I had all but given up on the Memorial Weekend movies until I saw new thriller Black Butterfly. The trailer didn’t show anything too enticing, it looked like another cat and mouse thriller, set in a remote location, shot on a cheap budget. The first few minutes of the thriller even met my lower expectations, but something happens, something unique. Both Banderas and Myers have played their share of unsettling, creepy roles; here they get to face off in a film where nothing is what is seems. However, the brilliant the writing is, you don’t really know something is off until it smacks you clear in the face. We are talking Sixth Sense sort of surprise that takes this 90-minute thriller from zero to sixty in less than a minute.

After a road rage incident and confrontation at a local diner, Paul (Banderas) is accosted by a truck driver who is removed from the restaurant by a drifter.
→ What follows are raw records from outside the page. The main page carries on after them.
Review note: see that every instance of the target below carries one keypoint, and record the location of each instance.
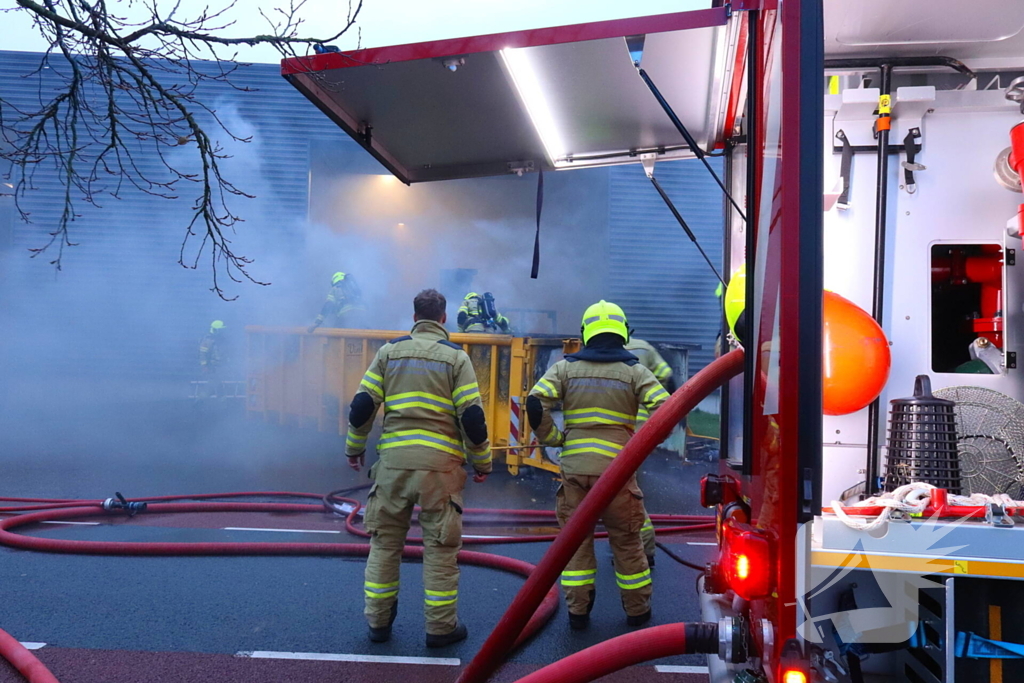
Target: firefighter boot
(456, 636)
(383, 634)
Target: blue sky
(387, 22)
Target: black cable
(689, 232)
(679, 559)
(330, 504)
(690, 142)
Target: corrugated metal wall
(657, 275)
(124, 273)
(123, 281)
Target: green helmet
(735, 297)
(604, 316)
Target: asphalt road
(137, 619)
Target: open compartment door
(542, 99)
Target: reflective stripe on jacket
(425, 384)
(599, 401)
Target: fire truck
(871, 155)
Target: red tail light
(747, 562)
(794, 676)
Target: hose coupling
(119, 503)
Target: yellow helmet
(604, 316)
(735, 297)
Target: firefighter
(342, 300)
(432, 421)
(600, 388)
(652, 360)
(478, 313)
(211, 358)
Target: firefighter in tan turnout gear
(652, 360)
(600, 388)
(433, 420)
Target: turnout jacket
(649, 358)
(433, 417)
(341, 299)
(600, 390)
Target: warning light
(747, 560)
(794, 676)
(742, 567)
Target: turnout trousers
(387, 518)
(623, 519)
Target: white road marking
(371, 658)
(467, 536)
(289, 530)
(672, 669)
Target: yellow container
(308, 380)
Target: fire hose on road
(532, 606)
(515, 619)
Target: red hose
(7, 538)
(27, 664)
(660, 423)
(615, 654)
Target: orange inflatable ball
(855, 357)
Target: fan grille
(990, 439)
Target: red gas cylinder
(855, 356)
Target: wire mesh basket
(990, 430)
(923, 444)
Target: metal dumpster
(307, 380)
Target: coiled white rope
(910, 499)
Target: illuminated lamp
(794, 676)
(747, 561)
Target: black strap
(912, 147)
(846, 165)
(537, 238)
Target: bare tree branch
(128, 87)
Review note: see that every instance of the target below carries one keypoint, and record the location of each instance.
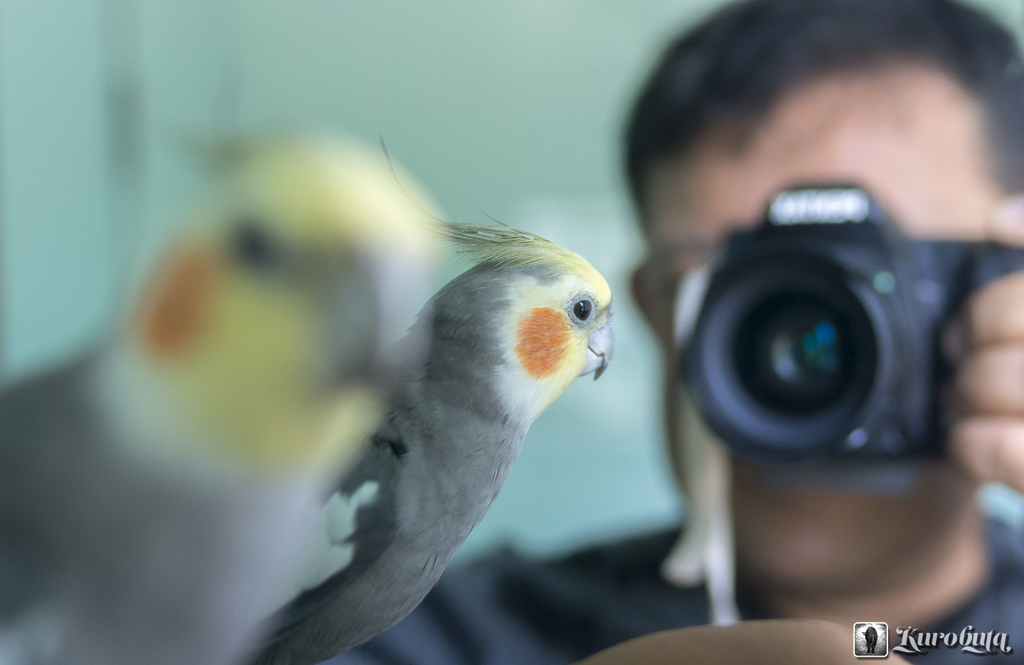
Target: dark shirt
(507, 610)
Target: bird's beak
(600, 347)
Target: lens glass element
(796, 354)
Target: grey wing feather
(375, 526)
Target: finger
(1007, 221)
(990, 381)
(995, 313)
(990, 449)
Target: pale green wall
(510, 108)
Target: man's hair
(728, 71)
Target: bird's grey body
(109, 556)
(440, 458)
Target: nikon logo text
(819, 206)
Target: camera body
(818, 334)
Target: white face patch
(332, 550)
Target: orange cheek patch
(543, 338)
(175, 306)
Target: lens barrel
(787, 354)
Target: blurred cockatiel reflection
(154, 494)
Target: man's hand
(765, 642)
(987, 344)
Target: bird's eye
(254, 247)
(583, 308)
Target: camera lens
(785, 354)
(794, 354)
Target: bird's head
(554, 321)
(260, 329)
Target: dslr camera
(817, 336)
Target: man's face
(915, 140)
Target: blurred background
(510, 108)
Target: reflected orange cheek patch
(174, 308)
(542, 340)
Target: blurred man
(922, 102)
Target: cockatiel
(153, 492)
(506, 339)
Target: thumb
(1007, 222)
A washed-up writer living a secluded life in Colorado, Paul encounters the mystery guy Jack (Myers), hitchhiking on his way home. To say thanks, he offers him a place to stay for a few days. The charismatic stranger cleans up Paul’s messy cabin he’s trying to sell, cooks dinner and even offers to “handyman” some of the properties noticeable issues. Instead of working on his next book, Paul sleeps most of the day with a bottle by his side, until the grocery delivery man knocks on the door. Jack gets the high-powered rifle and demands no one enter the house. Paul becomes a prisoner in his own home while Jack violently demands they write his next story together.
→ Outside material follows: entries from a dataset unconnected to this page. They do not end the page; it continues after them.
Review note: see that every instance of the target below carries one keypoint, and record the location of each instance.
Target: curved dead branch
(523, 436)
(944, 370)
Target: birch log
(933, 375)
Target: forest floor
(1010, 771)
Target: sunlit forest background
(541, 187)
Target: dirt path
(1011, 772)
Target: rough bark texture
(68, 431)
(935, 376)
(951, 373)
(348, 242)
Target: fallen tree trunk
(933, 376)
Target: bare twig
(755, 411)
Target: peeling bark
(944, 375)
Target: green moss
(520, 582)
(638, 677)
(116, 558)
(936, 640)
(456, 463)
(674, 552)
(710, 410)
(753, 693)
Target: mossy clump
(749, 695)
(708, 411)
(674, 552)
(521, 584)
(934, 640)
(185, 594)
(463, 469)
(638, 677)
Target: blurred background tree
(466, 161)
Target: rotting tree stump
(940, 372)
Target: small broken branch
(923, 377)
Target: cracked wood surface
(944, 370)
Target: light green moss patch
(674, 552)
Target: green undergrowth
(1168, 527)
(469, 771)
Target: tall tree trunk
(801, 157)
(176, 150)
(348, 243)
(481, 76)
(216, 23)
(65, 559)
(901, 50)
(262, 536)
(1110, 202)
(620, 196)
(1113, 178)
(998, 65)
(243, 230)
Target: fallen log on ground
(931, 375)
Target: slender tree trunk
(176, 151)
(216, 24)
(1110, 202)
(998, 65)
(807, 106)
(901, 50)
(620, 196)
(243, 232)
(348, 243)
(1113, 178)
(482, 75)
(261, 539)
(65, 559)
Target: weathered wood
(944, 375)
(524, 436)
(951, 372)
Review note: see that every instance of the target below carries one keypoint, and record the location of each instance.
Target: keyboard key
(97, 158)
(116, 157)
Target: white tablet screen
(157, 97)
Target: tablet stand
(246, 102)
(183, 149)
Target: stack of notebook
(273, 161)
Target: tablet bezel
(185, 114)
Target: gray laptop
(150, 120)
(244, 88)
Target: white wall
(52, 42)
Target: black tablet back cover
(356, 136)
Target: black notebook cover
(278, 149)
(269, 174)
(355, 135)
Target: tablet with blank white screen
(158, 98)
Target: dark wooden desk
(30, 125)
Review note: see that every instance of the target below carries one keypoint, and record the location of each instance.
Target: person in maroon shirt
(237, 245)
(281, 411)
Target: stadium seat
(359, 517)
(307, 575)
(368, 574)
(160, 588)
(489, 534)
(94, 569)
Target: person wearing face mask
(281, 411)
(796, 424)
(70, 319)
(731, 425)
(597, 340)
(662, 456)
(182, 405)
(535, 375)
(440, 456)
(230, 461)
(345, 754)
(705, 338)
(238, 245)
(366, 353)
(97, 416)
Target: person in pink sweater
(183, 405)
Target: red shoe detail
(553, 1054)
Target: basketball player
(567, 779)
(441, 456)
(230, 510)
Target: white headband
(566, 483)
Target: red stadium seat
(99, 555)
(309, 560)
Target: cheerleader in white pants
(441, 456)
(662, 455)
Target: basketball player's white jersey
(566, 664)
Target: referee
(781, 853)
More twists and turns in this script than I have seen on film in a while.

There are more twists and turns in this script than I have seen on film in a while. I like movies that can turn everything they have sold you for forty minutes on its head, while being able to carefully go back and explain how. The screenwriters get credit here for the surprises and the decision’s to validate them by showing the audience what they missed. Everything is explained with satisfaction, making this thriller quite exciting. There isn’t any grand cinematography happening here, no memorable original score to create tension, everything is about the script and drawing the audience in.
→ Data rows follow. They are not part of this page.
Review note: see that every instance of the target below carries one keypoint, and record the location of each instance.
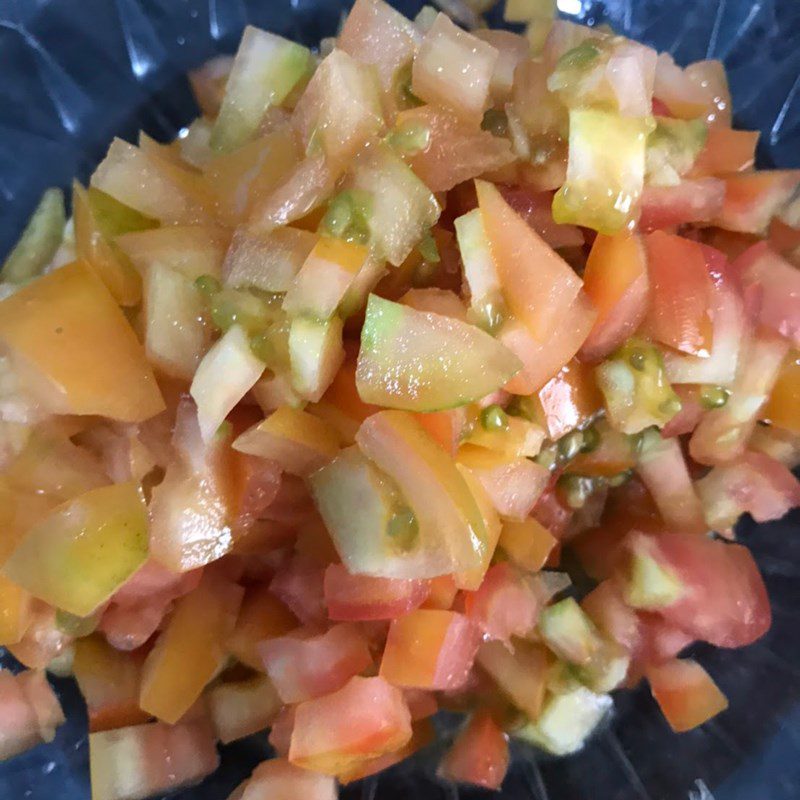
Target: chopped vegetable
(426, 362)
(39, 241)
(264, 72)
(301, 412)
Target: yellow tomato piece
(91, 245)
(80, 554)
(15, 611)
(444, 507)
(67, 328)
(297, 440)
(191, 649)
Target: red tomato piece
(430, 649)
(479, 755)
(543, 360)
(680, 293)
(505, 605)
(755, 483)
(367, 718)
(723, 433)
(536, 208)
(663, 470)
(617, 282)
(691, 201)
(569, 399)
(724, 600)
(778, 285)
(540, 288)
(362, 597)
(607, 609)
(752, 199)
(277, 779)
(302, 668)
(151, 759)
(686, 693)
(299, 585)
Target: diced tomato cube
(505, 605)
(430, 649)
(361, 597)
(302, 668)
(479, 755)
(367, 718)
(686, 693)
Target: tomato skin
(680, 295)
(725, 602)
(277, 779)
(686, 693)
(430, 649)
(479, 755)
(783, 406)
(302, 667)
(753, 198)
(361, 597)
(521, 675)
(777, 283)
(299, 586)
(691, 201)
(365, 719)
(617, 282)
(456, 152)
(569, 399)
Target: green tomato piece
(421, 361)
(77, 557)
(605, 171)
(39, 241)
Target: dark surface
(74, 73)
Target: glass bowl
(75, 73)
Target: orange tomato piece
(617, 283)
(365, 719)
(109, 681)
(67, 328)
(479, 755)
(680, 293)
(261, 617)
(686, 693)
(15, 611)
(429, 649)
(783, 406)
(191, 648)
(538, 285)
(727, 150)
(91, 245)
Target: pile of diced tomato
(301, 412)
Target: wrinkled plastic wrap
(74, 73)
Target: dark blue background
(74, 73)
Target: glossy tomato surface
(75, 74)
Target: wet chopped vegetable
(301, 413)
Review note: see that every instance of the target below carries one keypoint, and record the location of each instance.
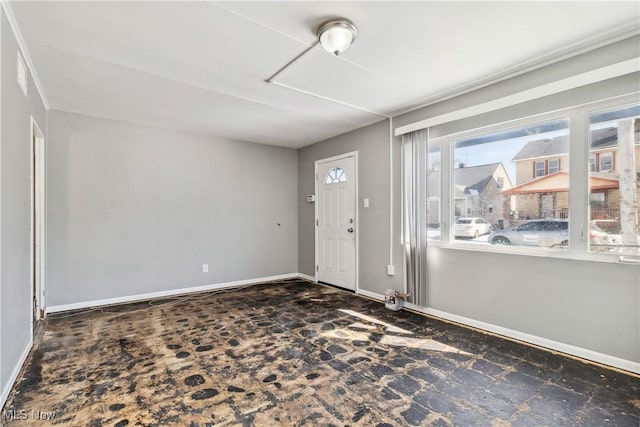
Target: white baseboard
(369, 294)
(168, 293)
(14, 374)
(306, 277)
(569, 349)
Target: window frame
(579, 154)
(604, 155)
(593, 164)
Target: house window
(518, 201)
(335, 175)
(613, 199)
(434, 180)
(531, 216)
(606, 162)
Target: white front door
(336, 221)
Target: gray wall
(593, 305)
(372, 145)
(134, 209)
(588, 304)
(15, 205)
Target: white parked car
(471, 227)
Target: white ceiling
(201, 66)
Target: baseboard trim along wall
(170, 293)
(569, 349)
(14, 374)
(306, 277)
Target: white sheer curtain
(414, 160)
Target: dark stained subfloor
(295, 353)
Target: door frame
(37, 168)
(356, 210)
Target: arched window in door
(335, 175)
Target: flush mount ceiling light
(336, 35)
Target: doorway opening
(336, 213)
(37, 222)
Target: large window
(614, 189)
(497, 200)
(508, 188)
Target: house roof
(600, 139)
(556, 182)
(474, 178)
(544, 148)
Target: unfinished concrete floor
(296, 353)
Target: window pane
(434, 176)
(614, 165)
(335, 175)
(505, 179)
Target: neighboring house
(542, 179)
(478, 190)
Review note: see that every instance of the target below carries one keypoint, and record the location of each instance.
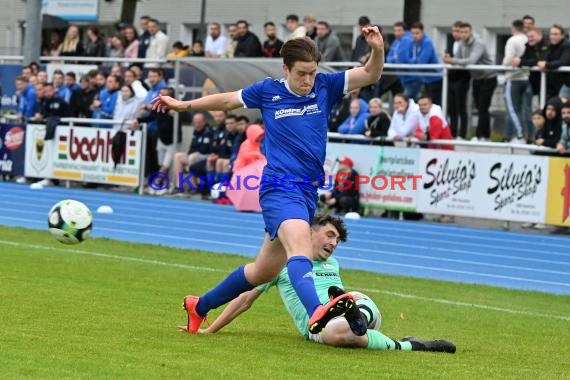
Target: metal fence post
(444, 91)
At first I thought it was just another thriller about someone using bad judgement and inviting a stranger home (I am looking at you Berlin Syndrome). Later I thought it was borrowing ideas from Johnny Depp’s Secret Window (thankfully it does not). What the horribly titled Black Butterfly does, is suck you into a story, mounted on good performances, while tiny details that appear to be nothing, slowly add up. There are some editing issues and a few weird camera pans that seem out of place, but other than that this ‘Ends Justify the Means’ thriller is satisfying, making for a great Friday night flick on the big screen or at home.

Final Thought

It’s been too long since we had a thriller with this many good twists and turns.